According to the Department of Justice (DOJ) statement on Thursday:

The culprit – Joshua Streit, allegedly hacked into the leagues’ computer systems and operated a website that streamed copyrighted content for his profit.

You can see below a screenshot of Joshua Streit’s illegal streaming website that was allegedly operational between 2017 to August 2021.


Image source: The Record

Streit allegedly obtained access to the copyright-protected materials on the sports leagues’ websites through “misappropriated login credentials” from real user accounts.

U.S. Attorney for the Southern District of New York Damian Williams said in the press release:

Thanks to this Office’s teamwork with all four major American sports leagues and the FBI, Streit has struck out on his illegal streaming and extortion scheme.

Streit is also indicted for coercing $150,000 from the Maple Leaf Baseball (MLB) after threatening to disclose the MLB’s vulnerabilities in its online infrastructure.

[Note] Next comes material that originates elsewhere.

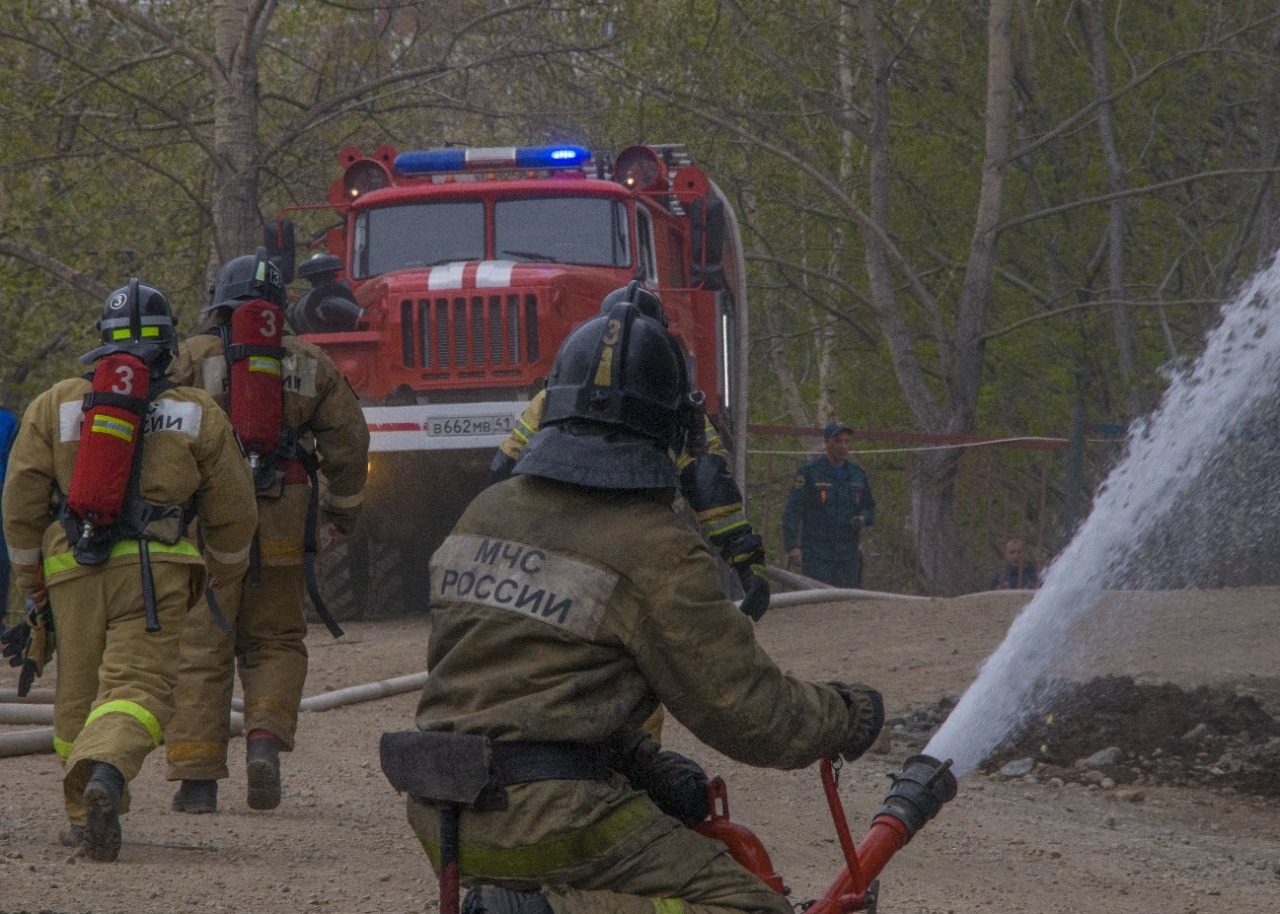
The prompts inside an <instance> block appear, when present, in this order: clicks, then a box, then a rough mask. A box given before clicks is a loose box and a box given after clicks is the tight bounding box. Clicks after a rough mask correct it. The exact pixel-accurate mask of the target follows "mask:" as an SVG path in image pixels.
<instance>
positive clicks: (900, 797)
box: [808, 755, 959, 914]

Due to Streit’s illegal copyright-protected streaming, 0ne of the leagues lost approximately $3 million. However, the U.S. Attorney’s Office for the Southern District of New York has refrained from immediately responding to any request for comment.

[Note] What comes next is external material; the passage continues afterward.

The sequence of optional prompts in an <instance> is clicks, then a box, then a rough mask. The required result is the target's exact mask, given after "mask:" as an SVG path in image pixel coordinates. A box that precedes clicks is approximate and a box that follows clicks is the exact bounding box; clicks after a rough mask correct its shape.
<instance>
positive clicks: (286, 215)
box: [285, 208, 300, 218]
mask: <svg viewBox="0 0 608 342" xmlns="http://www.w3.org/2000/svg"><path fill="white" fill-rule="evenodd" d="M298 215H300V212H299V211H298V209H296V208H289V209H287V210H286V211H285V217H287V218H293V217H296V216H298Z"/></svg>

Although U.S officials didn’t confirm anything about the reason behind the start of Streit’s investigation, a court document does reveal that it all may have started after a complaint was launched against the website.

According to the document, the FBI claimed that they could track down the culprit after he was found using the same same “inflx” username on both the streaming site’s chat and on Reddit.

Through Reddit, the U.S investigators discovered that the Reddit account was registered with an email address used by Streit for his blog, where he often published various cybersecurity research.


Image source: The Record

If found guilty on all the charges against him, Streit may face up to 60 years in prison. In addition, the MLB claims that his hacking incurred losses of around $3 million, money that he might need to pay to the company.